My first reaction was probably to laugh. It seemed highly improbable that I’d suddenly get sick from making a ham sandwich for lunch, or from having some brie, or anything else I want, but am being told to not to have anymore. Surely, I thought to myself, the issue is food safety, not age?

Next, though, I began to worry that maybe I should be worried about getting a Listeria infection from a sandwich or a cheese board. Maybe I also should’ve known all that, too, and I was stupid, naive, or both for not knowing it. What other hidden horrors of aging were lurking around, waiting to jump out at me? Maybe it was time to panic—make that, PANIC—about what I eat? These dark thoughts mainly happened because I’m already worried about what ageing may be like, primarily because my parents never made it to the age I am now, so I have no examples to go by, and especially because Nigel isn’t here to age along with me.

Those thoughts would never have happened if I’d never seen those ads.

Ultimately, rational reason returned, and I realised that I’ve always used an abundance of caution in food safety. “If in doubt, throw it out” has long been my mantra for food items, though it’s also true that Nigel was far more cautious than I ever was. I also realised that in my lifetime I’ve known plenty of actual elderly people who didn’t flee in terror at first sight of a ham sandwich or a cheese platter that included brie. I’ve also never known an elderly person who was infected—or worse—with Listeria. It seems to me that diligent food safety measures are what matters, and not necessarily cooking things I didn’t used to.

Here in my real world, in addition to practicing good food safety measures, I actually do cook things I supposedly should now avoid. For example, I’ve used sliced sandwich ham in dishes instead of bacon. I’ve also used soft cheeses in a cheese sauce. Even so, I very rarely have any of those things I supposedly should now avoid, so I really don’t have anything to change.
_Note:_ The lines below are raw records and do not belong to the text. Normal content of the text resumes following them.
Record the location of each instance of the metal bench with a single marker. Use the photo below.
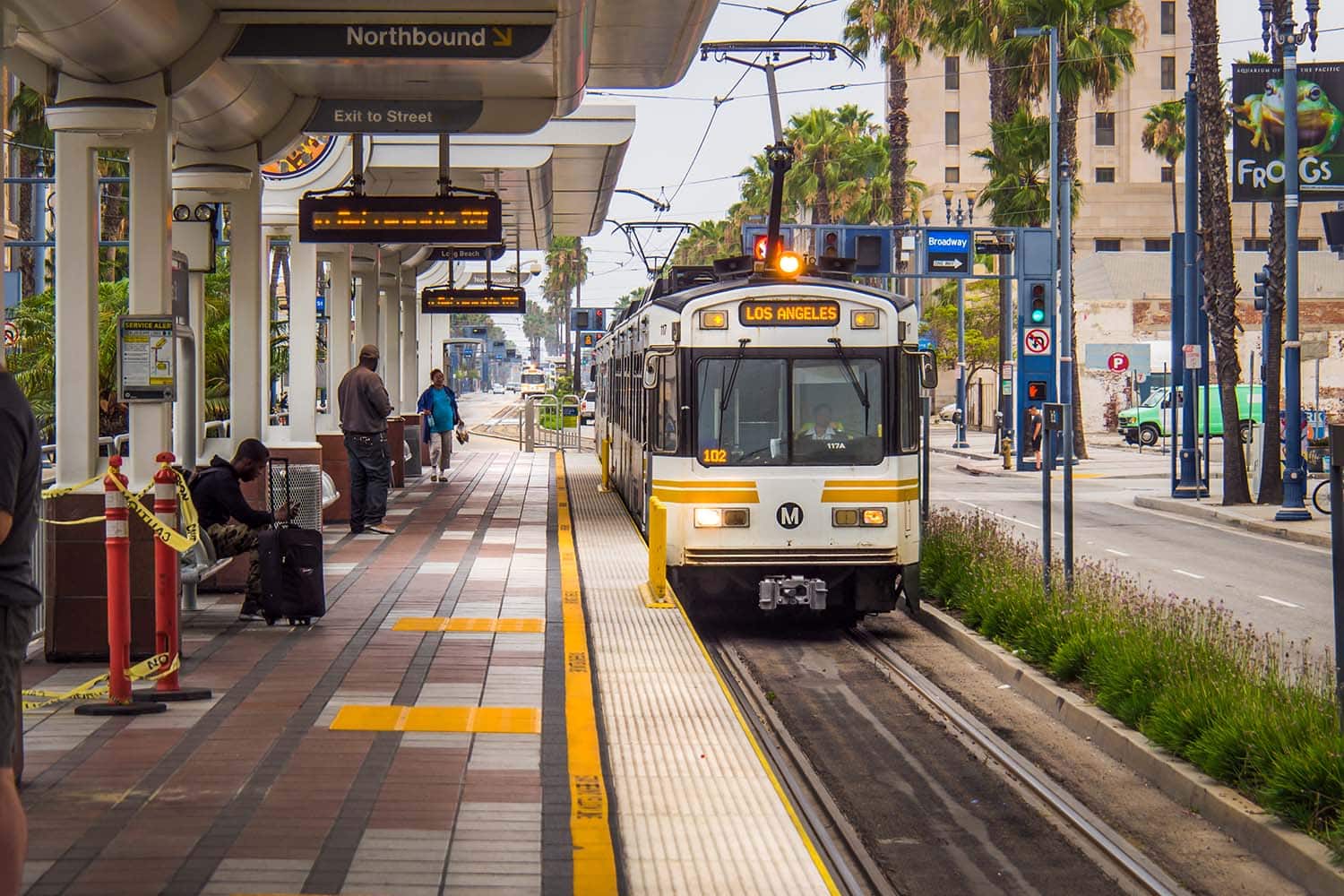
(199, 564)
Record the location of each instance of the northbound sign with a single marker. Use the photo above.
(389, 40)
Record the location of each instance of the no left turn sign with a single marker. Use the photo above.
(1037, 341)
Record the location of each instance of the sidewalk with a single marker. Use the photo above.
(1253, 517)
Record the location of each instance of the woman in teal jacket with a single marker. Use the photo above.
(438, 405)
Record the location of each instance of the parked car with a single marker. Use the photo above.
(1150, 422)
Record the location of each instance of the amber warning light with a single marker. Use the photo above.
(400, 220)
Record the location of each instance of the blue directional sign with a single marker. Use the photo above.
(948, 253)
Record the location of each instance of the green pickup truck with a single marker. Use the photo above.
(1148, 424)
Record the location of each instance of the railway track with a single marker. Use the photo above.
(852, 826)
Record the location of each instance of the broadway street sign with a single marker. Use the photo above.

That existential crisis dealt with, a new one popped up today when I saw the ad below. I mean, COME ON! I may or may not need to worry about Listeria, but there’s no way on earth I would want, let alone need, “walking shoes for Elderly Men in 2024”—nor any other year, like, ever. I’ve seen actual elderly men wear shoes like that, and maybe in a decade or two I might decide I need them, but that definitely ain’t happening now.

Naturally, I’m mostly amused at being served that shoes ad, but it does annoy me that the advertiser apparently selected men 65+ as being “elderly”. I’m well aware that there are health issues I now have to pay attention to, like being sure I get my annual influenza vaccination, and maybe I really do need to be extra super-duper cautious with food to avoid Listeria. But I am absolutely NOT “elderly”, nor even close to it—not quite yet, thank you.

These ads may well be typical of what I’ll be seeing from now on. I suppose that’s better than seeing ads that are flat out offensive—though targeting me with ads for “elderly men” is getting pretty damn close to being offensive—for now. Give me a decade or two and I may feel differently—and maybe that’s all the ads I’ll see. Assuming I’m still around by then: After all, a rogue bit of brie may have finished me off before then.

Getting older is just full of surprises.